US FHFA House Price Index

In a rare positive for the US housing market, house prices according to the Federal Housing Finance Authorities home purchase index rose for the third straight month in June, positing a rise of 0.9%. The performance of house prices remains divergent across different regions with the Pacific region still experiencing declines after experiencing the greatest appreciation through the boom. With economic activity slowing since June we would be hesitant to call a bottom just yet, but this is obviously a positive sign for now.

US Initial Jobless Claims

After their recent dip below 400k three weeks ago, the slow down in economic activity as indicated by the Regional Federal Reserve surveys is feeding through to weakness in the employment market with initial jobless claims rising for the second straight week.

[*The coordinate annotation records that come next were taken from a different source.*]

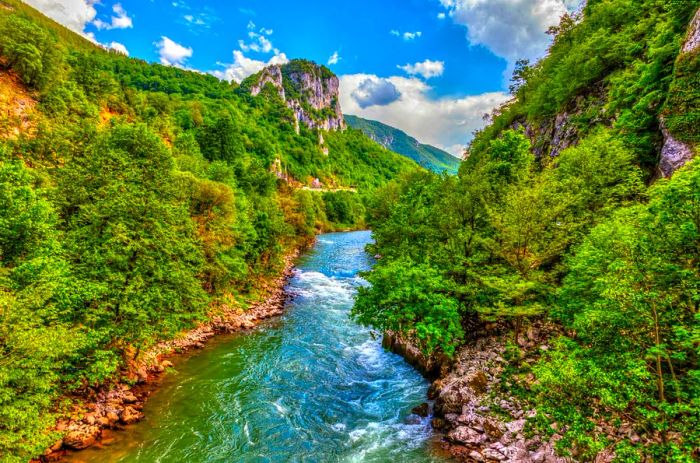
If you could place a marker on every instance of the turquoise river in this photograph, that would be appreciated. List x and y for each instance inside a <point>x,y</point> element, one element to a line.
<point>310,386</point>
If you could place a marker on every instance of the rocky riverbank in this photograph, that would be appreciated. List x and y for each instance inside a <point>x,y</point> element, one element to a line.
<point>479,421</point>
<point>113,406</point>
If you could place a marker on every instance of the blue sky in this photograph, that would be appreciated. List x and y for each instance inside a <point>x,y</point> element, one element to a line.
<point>430,67</point>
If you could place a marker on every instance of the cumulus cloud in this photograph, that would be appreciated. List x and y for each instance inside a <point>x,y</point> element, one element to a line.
<point>120,47</point>
<point>373,91</point>
<point>427,68</point>
<point>172,53</point>
<point>445,122</point>
<point>120,19</point>
<point>74,14</point>
<point>334,59</point>
<point>406,35</point>
<point>259,41</point>
<point>243,66</point>
<point>512,29</point>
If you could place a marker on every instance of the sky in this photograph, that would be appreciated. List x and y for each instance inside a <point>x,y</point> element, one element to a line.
<point>432,68</point>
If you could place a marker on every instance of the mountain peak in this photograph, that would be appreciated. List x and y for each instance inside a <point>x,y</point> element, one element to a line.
<point>310,90</point>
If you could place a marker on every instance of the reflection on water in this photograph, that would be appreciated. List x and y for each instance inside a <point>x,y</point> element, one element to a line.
<point>309,387</point>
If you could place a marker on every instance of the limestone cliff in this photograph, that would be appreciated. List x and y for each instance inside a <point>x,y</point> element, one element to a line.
<point>309,90</point>
<point>678,123</point>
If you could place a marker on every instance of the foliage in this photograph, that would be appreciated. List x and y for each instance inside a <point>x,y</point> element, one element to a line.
<point>143,197</point>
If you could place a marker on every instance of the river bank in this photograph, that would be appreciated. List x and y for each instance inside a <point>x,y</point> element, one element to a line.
<point>311,385</point>
<point>479,417</point>
<point>118,404</point>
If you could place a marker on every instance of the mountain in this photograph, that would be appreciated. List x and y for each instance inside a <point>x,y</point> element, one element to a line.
<point>138,200</point>
<point>567,249</point>
<point>308,89</point>
<point>400,142</point>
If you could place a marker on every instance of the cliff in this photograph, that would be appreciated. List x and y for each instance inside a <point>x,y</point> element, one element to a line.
<point>309,90</point>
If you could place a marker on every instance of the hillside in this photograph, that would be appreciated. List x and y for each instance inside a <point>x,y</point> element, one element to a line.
<point>398,141</point>
<point>553,285</point>
<point>138,200</point>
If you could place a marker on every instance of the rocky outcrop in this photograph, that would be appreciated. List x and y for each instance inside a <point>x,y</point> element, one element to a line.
<point>117,405</point>
<point>309,90</point>
<point>553,135</point>
<point>479,422</point>
<point>692,42</point>
<point>430,366</point>
<point>674,152</point>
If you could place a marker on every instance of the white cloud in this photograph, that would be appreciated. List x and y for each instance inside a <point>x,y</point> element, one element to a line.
<point>120,20</point>
<point>512,29</point>
<point>374,91</point>
<point>444,122</point>
<point>74,14</point>
<point>243,66</point>
<point>259,40</point>
<point>172,53</point>
<point>406,35</point>
<point>334,59</point>
<point>120,47</point>
<point>427,68</point>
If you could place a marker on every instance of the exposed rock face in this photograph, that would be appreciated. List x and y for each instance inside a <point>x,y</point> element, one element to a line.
<point>431,367</point>
<point>464,400</point>
<point>309,90</point>
<point>554,135</point>
<point>675,153</point>
<point>693,41</point>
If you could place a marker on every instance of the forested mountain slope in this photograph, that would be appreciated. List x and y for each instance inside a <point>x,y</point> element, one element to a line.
<point>561,218</point>
<point>396,140</point>
<point>137,199</point>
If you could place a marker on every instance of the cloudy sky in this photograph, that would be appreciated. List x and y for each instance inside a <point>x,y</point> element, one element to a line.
<point>430,67</point>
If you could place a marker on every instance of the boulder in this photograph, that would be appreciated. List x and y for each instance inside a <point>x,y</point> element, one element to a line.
<point>421,410</point>
<point>81,437</point>
<point>131,415</point>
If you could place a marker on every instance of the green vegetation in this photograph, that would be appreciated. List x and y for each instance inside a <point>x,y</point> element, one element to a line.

Initial claims rose to 417k in the week ending August 20, up from a revised 412k the previous week and the 399k the week ending August 6. While it’s hardly a break out at this stage we certainly hope that the upward trend does not continue.


The US economy grew less than expected in the second quarter according to the revised GDP figures with growth downgraded from the previously reported 1.3% annualised pace to 1% annualised in the second quarter. The negative revision means that the US economy has only grown bu 0.35% over the first half of the year ahead of the sharp deterioration in the recent Regional Federal Reserve Surveys of economic activity which does not bode well for growth in the current quarter. Whenever the annual pace of growth falls below 2% in the US it is followed by a recession and the latest revision took the annual pace from 1.6% to 1.5%. Stall speed indeed.

US Consumer Confidence

The final revision of the University of Michigan’s consumer confidence index saw a small upward revision from the initial read of 54.9 to 55.7 which was just short of expectations of a revision to 55.8. Even with the revision, the August read of consumer sentiment is the lowest since November 2008 when the index sank to 55.3. The latest read is also the 4th lowest since the series began back in 1978 with the other lower readings, 52.7 and the all time low of 51.7,  coming in April and May of 1980.

Yours in data – The Lighthouse Research Team.